The CCTA predictors of death included proximal left anterior descending artery stenosis and number of vessels with > or =50% and > or =70% stenosis (all p < 0.0001). A modified Duke CAD index, an angiographic score integrating proximal CAD, plaque extent, and left main (LM) disease, improved risk stratification (p < 0.0001). Patients with <50% stenosis had the highest survival at 99.7%. Survival worsened with higher-risk Duke scores, ranging from 96% survival for 1 stenosis > or =70% or 2 stenoses > or =50% (p = 0.013) to 85% survival for > or =50% LM artery stenosis (p < 0.0001).

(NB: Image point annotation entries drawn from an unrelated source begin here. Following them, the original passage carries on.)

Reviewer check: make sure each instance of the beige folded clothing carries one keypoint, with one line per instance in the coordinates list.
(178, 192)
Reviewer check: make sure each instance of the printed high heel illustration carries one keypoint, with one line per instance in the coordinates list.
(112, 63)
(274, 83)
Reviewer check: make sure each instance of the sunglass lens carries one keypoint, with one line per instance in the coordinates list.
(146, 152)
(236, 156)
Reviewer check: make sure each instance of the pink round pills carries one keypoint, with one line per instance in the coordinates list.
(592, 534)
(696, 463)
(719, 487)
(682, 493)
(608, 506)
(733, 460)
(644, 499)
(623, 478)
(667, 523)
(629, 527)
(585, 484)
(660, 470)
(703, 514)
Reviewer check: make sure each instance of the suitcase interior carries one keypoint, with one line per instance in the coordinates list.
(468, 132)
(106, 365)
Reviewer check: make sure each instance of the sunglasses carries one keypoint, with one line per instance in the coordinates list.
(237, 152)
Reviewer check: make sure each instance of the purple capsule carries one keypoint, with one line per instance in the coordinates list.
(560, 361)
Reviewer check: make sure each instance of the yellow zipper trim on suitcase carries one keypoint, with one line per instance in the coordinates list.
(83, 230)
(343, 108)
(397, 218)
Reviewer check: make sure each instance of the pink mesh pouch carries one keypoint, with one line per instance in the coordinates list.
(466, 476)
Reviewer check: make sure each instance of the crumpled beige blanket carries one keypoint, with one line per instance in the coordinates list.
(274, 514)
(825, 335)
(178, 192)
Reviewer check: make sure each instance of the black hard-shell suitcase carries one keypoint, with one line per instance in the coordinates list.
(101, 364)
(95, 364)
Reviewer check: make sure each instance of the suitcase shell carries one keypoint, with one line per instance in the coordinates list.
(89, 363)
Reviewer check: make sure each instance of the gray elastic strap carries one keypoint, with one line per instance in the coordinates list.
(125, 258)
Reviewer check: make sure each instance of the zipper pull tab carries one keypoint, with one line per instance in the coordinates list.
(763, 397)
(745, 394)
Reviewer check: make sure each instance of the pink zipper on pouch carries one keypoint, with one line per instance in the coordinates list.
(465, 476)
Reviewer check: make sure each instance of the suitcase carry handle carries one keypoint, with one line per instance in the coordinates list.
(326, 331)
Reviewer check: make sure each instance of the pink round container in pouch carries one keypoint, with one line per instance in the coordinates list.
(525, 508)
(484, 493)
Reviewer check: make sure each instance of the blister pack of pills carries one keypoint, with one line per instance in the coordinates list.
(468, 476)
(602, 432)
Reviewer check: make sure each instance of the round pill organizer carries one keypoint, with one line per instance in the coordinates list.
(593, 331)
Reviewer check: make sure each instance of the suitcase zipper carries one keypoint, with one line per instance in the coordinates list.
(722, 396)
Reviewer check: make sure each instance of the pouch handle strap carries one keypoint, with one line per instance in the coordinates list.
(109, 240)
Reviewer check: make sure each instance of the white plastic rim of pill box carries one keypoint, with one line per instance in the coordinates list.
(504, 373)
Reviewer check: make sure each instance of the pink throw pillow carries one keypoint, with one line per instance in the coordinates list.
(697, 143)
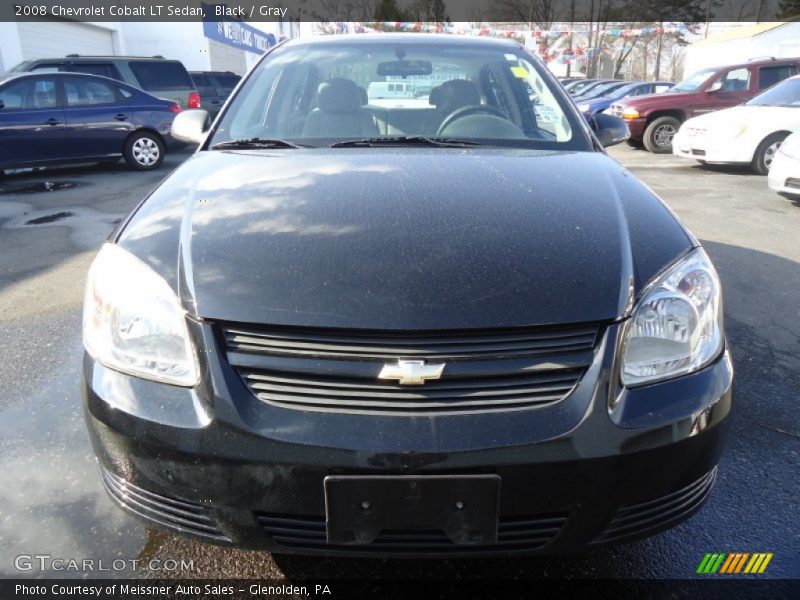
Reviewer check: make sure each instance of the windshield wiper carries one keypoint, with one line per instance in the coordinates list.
(406, 140)
(256, 143)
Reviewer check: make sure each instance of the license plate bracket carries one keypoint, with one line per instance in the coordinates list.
(464, 507)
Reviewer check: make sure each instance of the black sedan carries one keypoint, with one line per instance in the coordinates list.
(447, 325)
(51, 119)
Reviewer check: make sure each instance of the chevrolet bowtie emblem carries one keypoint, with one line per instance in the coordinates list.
(411, 372)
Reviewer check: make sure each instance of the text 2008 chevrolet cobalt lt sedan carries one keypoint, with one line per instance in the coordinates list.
(400, 302)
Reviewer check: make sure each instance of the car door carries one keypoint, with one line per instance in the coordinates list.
(728, 88)
(97, 118)
(32, 126)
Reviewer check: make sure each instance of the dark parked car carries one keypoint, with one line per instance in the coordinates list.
(596, 104)
(156, 75)
(57, 118)
(214, 88)
(654, 120)
(457, 328)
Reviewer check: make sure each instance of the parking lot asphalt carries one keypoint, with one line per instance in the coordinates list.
(51, 501)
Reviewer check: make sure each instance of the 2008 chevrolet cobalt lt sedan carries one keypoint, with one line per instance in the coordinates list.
(425, 317)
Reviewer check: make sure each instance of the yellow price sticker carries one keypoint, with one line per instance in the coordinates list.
(519, 72)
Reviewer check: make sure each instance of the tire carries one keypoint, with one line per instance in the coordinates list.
(762, 159)
(659, 133)
(144, 151)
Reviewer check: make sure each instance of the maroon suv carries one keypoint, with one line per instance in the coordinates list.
(655, 118)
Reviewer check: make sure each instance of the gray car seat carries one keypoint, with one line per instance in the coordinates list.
(339, 112)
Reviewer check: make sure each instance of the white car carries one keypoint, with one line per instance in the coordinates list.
(784, 173)
(749, 133)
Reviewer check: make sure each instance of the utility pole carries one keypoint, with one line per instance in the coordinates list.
(571, 34)
(657, 70)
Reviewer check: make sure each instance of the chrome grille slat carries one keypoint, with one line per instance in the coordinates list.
(518, 533)
(440, 346)
(337, 370)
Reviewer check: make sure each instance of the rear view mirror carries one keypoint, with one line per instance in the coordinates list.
(190, 126)
(610, 130)
(405, 68)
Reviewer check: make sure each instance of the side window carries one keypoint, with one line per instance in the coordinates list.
(86, 92)
(204, 85)
(39, 93)
(769, 76)
(736, 80)
(13, 95)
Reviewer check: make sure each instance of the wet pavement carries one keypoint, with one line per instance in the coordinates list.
(51, 501)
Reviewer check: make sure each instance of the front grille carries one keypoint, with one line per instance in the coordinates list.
(447, 395)
(337, 370)
(647, 517)
(387, 345)
(513, 534)
(182, 515)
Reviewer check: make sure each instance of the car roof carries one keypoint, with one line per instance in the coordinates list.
(62, 74)
(403, 38)
(88, 57)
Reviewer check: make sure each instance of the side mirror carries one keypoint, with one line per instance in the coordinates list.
(190, 126)
(610, 130)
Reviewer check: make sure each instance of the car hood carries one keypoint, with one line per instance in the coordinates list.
(403, 238)
(758, 117)
(668, 97)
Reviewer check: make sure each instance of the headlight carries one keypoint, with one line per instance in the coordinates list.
(676, 327)
(791, 146)
(133, 321)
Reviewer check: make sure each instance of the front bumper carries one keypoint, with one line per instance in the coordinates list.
(784, 175)
(637, 127)
(712, 149)
(218, 464)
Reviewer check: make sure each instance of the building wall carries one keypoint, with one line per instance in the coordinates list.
(180, 41)
(780, 42)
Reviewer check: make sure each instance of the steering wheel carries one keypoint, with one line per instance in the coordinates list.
(466, 111)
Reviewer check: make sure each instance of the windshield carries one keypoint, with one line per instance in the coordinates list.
(786, 93)
(322, 93)
(620, 93)
(694, 82)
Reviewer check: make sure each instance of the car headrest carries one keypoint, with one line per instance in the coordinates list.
(454, 94)
(338, 95)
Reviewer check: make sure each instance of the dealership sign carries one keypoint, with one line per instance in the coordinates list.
(238, 35)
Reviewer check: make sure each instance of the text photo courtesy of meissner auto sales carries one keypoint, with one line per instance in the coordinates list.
(399, 298)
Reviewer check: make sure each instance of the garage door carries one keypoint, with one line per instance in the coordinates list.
(42, 39)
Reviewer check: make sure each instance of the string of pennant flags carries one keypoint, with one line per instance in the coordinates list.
(562, 54)
(672, 28)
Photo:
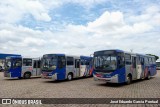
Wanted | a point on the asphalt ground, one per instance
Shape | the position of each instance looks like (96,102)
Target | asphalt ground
(79,88)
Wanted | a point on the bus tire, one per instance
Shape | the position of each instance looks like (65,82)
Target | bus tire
(70,76)
(148,76)
(27,75)
(129,79)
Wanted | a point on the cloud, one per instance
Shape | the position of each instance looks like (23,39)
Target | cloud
(14,11)
(110,30)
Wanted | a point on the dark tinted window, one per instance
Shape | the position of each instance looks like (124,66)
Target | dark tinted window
(69,60)
(61,61)
(27,62)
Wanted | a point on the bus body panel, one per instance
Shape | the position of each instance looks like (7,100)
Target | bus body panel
(135,65)
(15,72)
(73,67)
(19,71)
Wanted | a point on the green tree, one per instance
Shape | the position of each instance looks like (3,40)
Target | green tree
(156,57)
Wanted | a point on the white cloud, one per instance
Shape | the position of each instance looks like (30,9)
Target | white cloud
(13,11)
(109,31)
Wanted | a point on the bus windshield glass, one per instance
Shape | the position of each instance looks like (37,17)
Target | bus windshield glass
(49,63)
(8,64)
(105,62)
(158,64)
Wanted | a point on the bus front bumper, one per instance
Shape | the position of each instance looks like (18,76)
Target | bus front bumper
(113,79)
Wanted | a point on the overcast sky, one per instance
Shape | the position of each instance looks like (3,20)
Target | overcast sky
(79,27)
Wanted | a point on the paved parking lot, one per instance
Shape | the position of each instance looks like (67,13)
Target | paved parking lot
(78,88)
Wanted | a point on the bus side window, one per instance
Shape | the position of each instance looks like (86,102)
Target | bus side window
(69,60)
(77,63)
(27,62)
(61,62)
(39,63)
(120,61)
(34,64)
(17,63)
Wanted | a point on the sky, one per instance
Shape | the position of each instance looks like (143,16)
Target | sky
(79,27)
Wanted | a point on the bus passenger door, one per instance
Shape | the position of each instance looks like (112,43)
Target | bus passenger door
(139,68)
(133,68)
(34,72)
(77,67)
(17,68)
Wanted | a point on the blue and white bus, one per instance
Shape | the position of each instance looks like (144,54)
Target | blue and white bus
(118,66)
(158,65)
(61,66)
(2,59)
(22,67)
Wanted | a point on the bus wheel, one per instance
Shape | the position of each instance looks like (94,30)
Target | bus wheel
(129,80)
(69,77)
(148,76)
(27,75)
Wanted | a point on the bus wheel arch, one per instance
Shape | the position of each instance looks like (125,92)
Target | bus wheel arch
(70,76)
(129,79)
(27,75)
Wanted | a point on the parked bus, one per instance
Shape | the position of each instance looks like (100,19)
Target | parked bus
(2,59)
(22,67)
(118,66)
(61,66)
(158,65)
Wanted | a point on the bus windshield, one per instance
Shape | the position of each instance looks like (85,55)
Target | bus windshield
(105,62)
(8,64)
(49,63)
(158,64)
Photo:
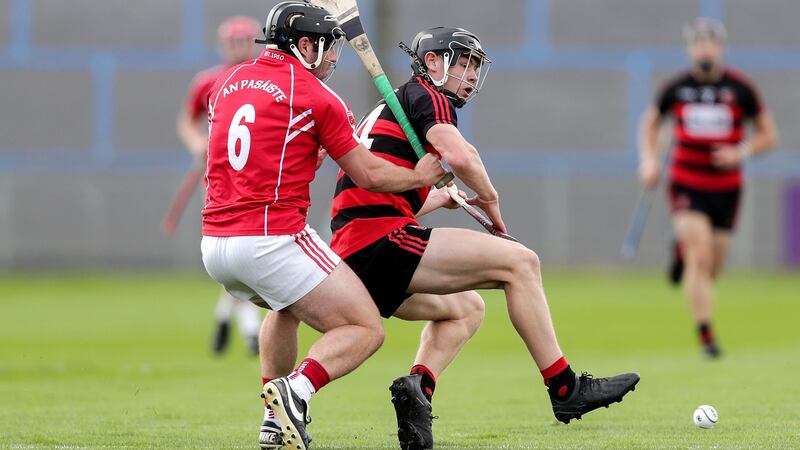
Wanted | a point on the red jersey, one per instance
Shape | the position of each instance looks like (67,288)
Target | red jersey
(197,98)
(706,115)
(360,217)
(267,120)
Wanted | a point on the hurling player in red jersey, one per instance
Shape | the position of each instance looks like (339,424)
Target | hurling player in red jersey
(418,273)
(268,119)
(235,38)
(711,105)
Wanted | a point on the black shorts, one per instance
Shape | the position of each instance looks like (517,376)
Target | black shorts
(721,207)
(387,265)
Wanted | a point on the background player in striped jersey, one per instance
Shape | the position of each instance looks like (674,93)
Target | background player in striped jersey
(418,273)
(711,104)
(235,38)
(267,120)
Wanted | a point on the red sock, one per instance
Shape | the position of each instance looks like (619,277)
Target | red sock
(263,382)
(428,381)
(559,379)
(315,373)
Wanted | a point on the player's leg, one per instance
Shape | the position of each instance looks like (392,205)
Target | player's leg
(341,309)
(300,275)
(222,318)
(722,242)
(453,319)
(278,355)
(249,321)
(457,260)
(695,234)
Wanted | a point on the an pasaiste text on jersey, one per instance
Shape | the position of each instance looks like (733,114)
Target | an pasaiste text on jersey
(264,85)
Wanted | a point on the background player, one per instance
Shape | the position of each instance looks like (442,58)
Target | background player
(267,120)
(236,43)
(711,104)
(418,273)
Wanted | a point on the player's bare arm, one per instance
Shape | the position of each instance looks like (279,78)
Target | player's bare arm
(190,134)
(765,136)
(378,175)
(468,167)
(439,198)
(648,147)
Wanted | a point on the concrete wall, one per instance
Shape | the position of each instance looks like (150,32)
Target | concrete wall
(89,159)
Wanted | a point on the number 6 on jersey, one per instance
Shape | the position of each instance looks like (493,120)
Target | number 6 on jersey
(237,132)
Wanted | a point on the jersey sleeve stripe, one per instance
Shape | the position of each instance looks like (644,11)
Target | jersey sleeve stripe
(404,246)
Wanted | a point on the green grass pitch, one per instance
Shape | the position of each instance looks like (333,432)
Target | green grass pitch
(122,361)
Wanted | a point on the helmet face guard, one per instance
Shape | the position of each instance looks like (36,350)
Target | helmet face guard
(474,57)
(704,28)
(290,21)
(457,47)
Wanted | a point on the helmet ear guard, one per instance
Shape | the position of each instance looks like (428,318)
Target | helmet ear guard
(451,44)
(290,21)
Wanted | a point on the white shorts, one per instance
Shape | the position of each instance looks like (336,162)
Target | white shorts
(276,270)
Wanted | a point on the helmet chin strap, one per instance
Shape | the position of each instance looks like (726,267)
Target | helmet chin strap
(439,83)
(320,54)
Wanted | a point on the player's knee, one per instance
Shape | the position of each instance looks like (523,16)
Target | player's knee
(476,311)
(526,262)
(376,336)
(700,259)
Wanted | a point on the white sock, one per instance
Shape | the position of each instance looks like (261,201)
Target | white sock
(301,385)
(269,415)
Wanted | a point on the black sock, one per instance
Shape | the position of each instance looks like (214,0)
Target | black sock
(561,385)
(706,334)
(428,382)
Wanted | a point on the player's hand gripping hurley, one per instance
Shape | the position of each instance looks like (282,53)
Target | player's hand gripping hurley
(346,11)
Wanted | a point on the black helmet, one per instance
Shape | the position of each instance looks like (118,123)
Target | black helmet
(289,21)
(451,44)
(705,28)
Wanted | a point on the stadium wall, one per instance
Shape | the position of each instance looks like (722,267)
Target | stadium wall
(89,159)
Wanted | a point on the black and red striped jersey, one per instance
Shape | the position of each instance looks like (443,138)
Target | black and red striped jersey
(706,115)
(360,217)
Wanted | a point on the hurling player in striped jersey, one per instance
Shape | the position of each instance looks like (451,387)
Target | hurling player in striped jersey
(423,274)
(711,104)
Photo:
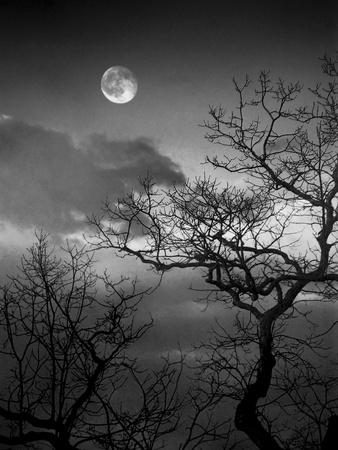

Clinical scores measuring plaque burden and distribution predicted 5% to 6% higher absolute death rate (6.6% vs. 1.6% and 8.4% vs. 2.5%; p = 0.05 for both).

CONCLUSIONS

In patients with chest pain, CCTA identifies increased risk for all-cause death. Importantly, a negative CCTA portends an extremely low risk for death.

摘要

目的

本研究旨在探讨全因死亡与冠状动脉计算机断层血管造影(CCTA)定义的冠状动脉疾病(CAD)范围及严重程度之间的关联。

背景

通过CCTA识别CAD的预后价值尚不明确。

方法

我们对一个单中心连续队列中的1127例年龄≥45岁且有胸痛症状的患者进行了研究。CCTA对每条冠状动脉的狭窄程度分为轻度(<30%)、中度(30%至49%)、重度(50%至69%)或极重度(≥70%)。斑块通过三种方式进行评估:1)中度或阻塞性斑块;2)根据杜克冠状动脉评分修改的CCTA评分;3)简单的临床评分,用于对斑块范围和分布进行分级。使用Cox比例风险模型对全因死亡进行了15.3±3.9个月的随访评估,该模型针对检测前CAD可能性和风险因素进行了调整。死亡情况通过社会保障死亡指数进行核实。

结果

死亡的CCTA预测因素包括左前降支近端狭窄以及狭窄程度≥50%和≥70% 的血管数量(所有p<0.0001)。改良的杜克CAD指数,一种整合了近端CAD、斑块范围和左主干(LM)疾病的血管造影评分,改善了风险分层(p<0.0001)。狭窄程度<50%的患者生存率最高,为99.7%。随着杜克评分风险的增加,生存率下降,从1处狭窄≥70%或2处狭窄≥50%时的96%生存率(p = 0.013)到LM动脉狭窄≥50%时的85%生存率(p<0.0001)。测量斑块负荷和分布情况的临床评分预测的绝对死亡率高出5%至6%(分别为6.6%对1.6%以及8.4%对2.5%;两者p均 = 0.05)。

结论

在胸痛患者中,CCTA可识别出全因死亡风险增加。重要的是,CCTA结果为阴性预示着死亡风险极低。